Meßkirch Kreisjägerversammlung: Zwei Luchse streifen durchs Donautal

Bei der Kreisjägerversammlung in Stetten a.k.M. berichtete Luchsbeauftragter Armin Hafner über die beiden Luchse, die sich offenbar im Donautal heimisch fühlen. Einer davon trägt einen Sender, sein Tagesablauf kann daher gut verfolgt werden.

Derzeit streifen zwei Luchse durch den Kreis Sigmaringen. Diese Zahl nannte der Luchsbeauftragte Armin Hafner in der Kreisjägerversammlung im Haus Heuberg in Stetten a.k.M. Eines der Tiere trägt einen Sender, der es ermöglicht, seine Streifzüge zu verfolgen. Die Batterien in diesem Gerät werden aber in einigen Wochen erschöpft sein. Deswegen versuchen die Fachleute um Armin Hafner, den Luchs Friedl zu fangen, um ihn mit einem neuen Sender auszustatten. In der Versammlung stellte die Kreisjägervereinigung (KJV) Sigmaringen nicht nur ihre Aktivitäten vor, sondern ehrte auch verdiente Mitglieder.

Friedl lebt seit Oktober im Donautal und ist nach Einschätzung Hafners inzwischen hier heimisch geworden. Allerdings sei das Tier in diesem halben Jahr bis heute nur zwei Mal von Menschen gesehen worden. Außerdem liegen Hafner Bilder von Wildkameras vor. Sie zeigen jedoch nicht nur Friedl, sondern auch einen weiteren Luchs im Laucherttal. „Man kann die beiden Tiere ganz deutlich an ihrer Fellzeichnung unterscheiden.“

Die Beobachtung durch den Sender hat schon ergeben, dass Friedl nachts Strecken von bis zu 41 Kilometern zurücklegt. Armin Hafner zeigte sich trotzdem zuversichtlich, den Sender rechtzeitig austauschen zu können.

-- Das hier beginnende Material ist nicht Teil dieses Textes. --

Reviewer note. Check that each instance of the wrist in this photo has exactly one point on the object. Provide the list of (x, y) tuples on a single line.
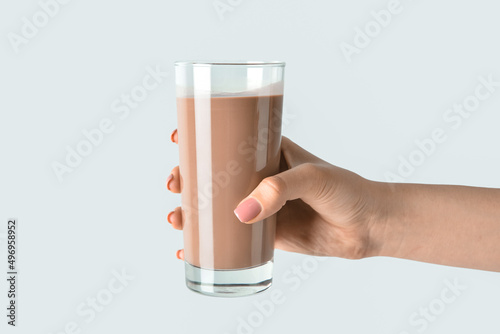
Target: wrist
[(385, 224)]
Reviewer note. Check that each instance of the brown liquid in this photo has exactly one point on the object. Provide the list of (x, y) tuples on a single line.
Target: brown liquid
[(227, 146)]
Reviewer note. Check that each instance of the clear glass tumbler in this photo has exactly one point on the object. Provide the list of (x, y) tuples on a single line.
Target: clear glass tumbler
[(229, 133)]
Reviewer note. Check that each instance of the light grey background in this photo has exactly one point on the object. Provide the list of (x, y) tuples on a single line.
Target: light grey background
[(110, 212)]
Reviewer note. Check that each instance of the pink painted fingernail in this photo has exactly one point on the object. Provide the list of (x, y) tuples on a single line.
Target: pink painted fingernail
[(248, 209), (169, 179), (173, 136)]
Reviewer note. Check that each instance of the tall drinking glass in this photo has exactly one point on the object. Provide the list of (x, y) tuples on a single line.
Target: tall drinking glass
[(229, 134)]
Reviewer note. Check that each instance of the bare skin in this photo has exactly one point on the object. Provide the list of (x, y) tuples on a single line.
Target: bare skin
[(338, 213)]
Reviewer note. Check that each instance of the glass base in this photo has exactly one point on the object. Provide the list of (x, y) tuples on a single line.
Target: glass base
[(229, 283)]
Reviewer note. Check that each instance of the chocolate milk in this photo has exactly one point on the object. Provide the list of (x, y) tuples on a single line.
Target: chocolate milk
[(227, 144)]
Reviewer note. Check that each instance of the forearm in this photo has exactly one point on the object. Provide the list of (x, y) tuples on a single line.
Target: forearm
[(449, 225)]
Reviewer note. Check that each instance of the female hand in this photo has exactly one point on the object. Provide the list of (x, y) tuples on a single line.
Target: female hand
[(321, 209)]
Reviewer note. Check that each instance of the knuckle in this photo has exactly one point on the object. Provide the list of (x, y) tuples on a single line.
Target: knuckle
[(275, 185)]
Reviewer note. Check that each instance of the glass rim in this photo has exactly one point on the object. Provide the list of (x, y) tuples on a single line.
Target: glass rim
[(230, 63)]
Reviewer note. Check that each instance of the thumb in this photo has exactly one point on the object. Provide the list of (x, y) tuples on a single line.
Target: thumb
[(273, 192)]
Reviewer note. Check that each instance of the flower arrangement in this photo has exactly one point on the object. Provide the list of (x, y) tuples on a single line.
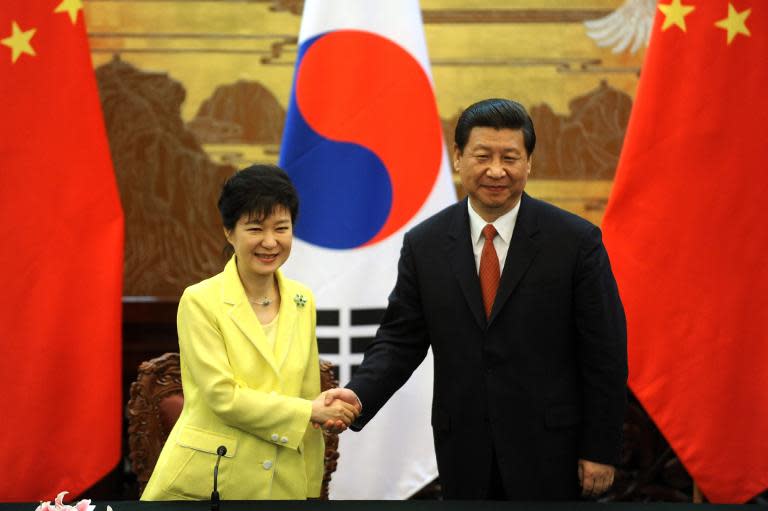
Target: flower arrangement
[(58, 505)]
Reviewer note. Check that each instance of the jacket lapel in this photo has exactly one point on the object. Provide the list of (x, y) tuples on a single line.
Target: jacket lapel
[(243, 316), (462, 261), (287, 321), (522, 250)]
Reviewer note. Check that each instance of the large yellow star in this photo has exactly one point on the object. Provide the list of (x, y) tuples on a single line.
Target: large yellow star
[(18, 41), (735, 23), (674, 14), (71, 7)]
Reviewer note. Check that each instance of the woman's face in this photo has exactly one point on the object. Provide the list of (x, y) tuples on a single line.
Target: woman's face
[(262, 246)]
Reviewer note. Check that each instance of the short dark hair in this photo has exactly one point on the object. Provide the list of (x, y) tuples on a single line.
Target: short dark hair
[(257, 191), (495, 113)]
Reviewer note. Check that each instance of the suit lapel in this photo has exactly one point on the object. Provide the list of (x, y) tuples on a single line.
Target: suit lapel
[(287, 321), (462, 261), (243, 316), (522, 250)]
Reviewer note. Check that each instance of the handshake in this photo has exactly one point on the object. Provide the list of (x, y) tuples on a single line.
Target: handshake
[(335, 409)]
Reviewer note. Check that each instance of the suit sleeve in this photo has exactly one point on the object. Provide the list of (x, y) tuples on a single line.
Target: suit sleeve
[(602, 352), (257, 412), (314, 443), (400, 345)]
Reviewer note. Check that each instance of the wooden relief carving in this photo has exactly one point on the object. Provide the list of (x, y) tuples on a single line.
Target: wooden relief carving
[(585, 144), (243, 113), (168, 185)]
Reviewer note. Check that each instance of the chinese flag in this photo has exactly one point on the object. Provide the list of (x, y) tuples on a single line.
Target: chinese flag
[(61, 227), (686, 231)]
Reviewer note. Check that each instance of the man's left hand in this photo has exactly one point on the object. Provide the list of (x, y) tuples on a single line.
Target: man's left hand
[(595, 478)]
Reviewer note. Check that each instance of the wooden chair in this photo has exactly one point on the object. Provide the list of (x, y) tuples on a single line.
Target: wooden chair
[(155, 405)]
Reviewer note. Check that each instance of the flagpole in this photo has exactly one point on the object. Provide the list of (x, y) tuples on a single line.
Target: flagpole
[(698, 497)]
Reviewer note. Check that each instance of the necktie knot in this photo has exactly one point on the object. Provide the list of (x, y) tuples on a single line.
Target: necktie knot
[(489, 232)]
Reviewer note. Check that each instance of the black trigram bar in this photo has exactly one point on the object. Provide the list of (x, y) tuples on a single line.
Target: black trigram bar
[(359, 344), (328, 317), (361, 317), (329, 345)]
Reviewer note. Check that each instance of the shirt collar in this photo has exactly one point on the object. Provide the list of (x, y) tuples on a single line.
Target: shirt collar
[(504, 225)]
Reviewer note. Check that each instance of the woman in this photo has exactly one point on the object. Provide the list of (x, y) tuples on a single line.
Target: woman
[(249, 363)]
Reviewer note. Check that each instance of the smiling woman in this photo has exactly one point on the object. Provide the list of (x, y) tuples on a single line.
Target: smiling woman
[(249, 362)]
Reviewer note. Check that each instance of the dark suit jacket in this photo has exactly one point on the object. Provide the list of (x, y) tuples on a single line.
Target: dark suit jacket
[(542, 382)]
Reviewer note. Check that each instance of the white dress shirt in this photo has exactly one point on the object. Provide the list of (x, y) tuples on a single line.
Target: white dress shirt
[(505, 226)]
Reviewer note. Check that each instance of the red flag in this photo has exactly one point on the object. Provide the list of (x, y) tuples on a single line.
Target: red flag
[(685, 232), (61, 227)]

Einen sehr großen Stellenwert in der Arbeit der KJV nimmt die Ausbildung der Jagdhunde ein. Der KJV-Beauftragte Franz-Peter Froitzheim organisierte 2015 wieder einen Ausbildungslehrgang für Hunde zur Brauchbarkeitsprüfung. Zwölf Vierbeiner wurden angemeldet und bestanden die Prüfung. Außerdem stand der Jäger auch hinter der Organisation der Dr.-Lackner-Prüfung. Lackner gilt als Begründer der Rasse Deutscher Jagdterrier.

Eine weitere wichtige Aufgabe für speziell ausgebildete Hunde ist die Nachsuche in schwierigen Fällen. Sie wird dann notwendig, wenn ein Tier beispielsweise durch einen Schuss lediglich verwundet, aber nicht getötet wurde. Dafür stehen in der Region drei Gespanne zur Verfügung: Bernd Bauer aus Meßkirch, Michael Schmid und Claudia Elbing aus Harthausen. Michael Schmid berichtete: „Im vergangenen Jagdjahr waren wir 93 Mal im Einsatz. Dabei kamen 20 Stück Schwarzwild, 24 Stück Rehwild und ein Fuchs zur Strecke.“ Diese Zahlen hörten sich zwar hoch an, seien aber angesichts der Größe des Gebietes und der Summe des erlegten Schalenwildes eher gering. Über die Ehrungen wird der SÜDKURIER noch berichten.